Created as a successor for the Chevrolet Corsa, the Onix shared the same platform with the Aveo/Sonic or the European Opel/Vauxhall Corsa.
Chevrolet had a vital market on the South American continent, and the Onix deserved some credits for that. It was a vehicle designed for that region, and the result was surprisingly good. It was Brazil’s best selling car between 2015 and 2020. And it did that even though it faced stiff competition.
The design was a mix between a European new-edge style and the sharp lines of the Chevrolet Sonic/Aveo. Unlike its older sibling, it featured one-piece headlamps and a taller grille. On the lower side of the bumper, GM installed a set o fog-lights and a broad grille. The greenhouse was unusually short when compared to the total car’s height.

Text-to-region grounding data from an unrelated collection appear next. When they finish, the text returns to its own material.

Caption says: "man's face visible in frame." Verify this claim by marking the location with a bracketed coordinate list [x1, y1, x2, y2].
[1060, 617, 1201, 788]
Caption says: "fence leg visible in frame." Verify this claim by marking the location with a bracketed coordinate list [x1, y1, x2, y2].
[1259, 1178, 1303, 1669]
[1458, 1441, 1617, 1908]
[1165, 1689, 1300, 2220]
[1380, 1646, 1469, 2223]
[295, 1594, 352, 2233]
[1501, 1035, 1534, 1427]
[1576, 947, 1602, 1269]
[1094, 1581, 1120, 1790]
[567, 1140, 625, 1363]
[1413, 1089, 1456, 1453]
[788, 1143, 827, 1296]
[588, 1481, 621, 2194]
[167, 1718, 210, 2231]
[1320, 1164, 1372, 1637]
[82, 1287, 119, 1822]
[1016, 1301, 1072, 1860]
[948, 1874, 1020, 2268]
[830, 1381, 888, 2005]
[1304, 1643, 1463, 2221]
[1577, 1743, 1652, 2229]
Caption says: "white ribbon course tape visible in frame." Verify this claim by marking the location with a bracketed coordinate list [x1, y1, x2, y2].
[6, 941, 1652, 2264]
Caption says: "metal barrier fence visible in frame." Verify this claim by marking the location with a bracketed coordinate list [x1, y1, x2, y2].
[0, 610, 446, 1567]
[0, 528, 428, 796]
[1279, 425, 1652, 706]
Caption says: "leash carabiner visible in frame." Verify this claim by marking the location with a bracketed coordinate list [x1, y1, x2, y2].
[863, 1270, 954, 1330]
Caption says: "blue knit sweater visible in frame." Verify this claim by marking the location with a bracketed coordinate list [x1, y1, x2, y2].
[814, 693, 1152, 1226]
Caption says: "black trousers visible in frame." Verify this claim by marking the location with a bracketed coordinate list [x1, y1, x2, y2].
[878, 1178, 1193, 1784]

Inside, the instrument cluster resembled the same used in the Sonic/Aveo, with a big, analog tachometer and a digital speedometer shown on an LCD. The center stack featured an option for an infotainment system, which was upgraded later on with Android Auto and Apple CarPlay. It offered two bucket seats at the front while a bench with a split-folding seatback was fitted as standard.
Under the hood, GM installed a specific engine for the South American markets. Apart from the two gasoline units carried over from the Aveo, the carmaker installed a pair of two gas engines. Depending on the trim level and options, a 6-speed automatic was on the options list.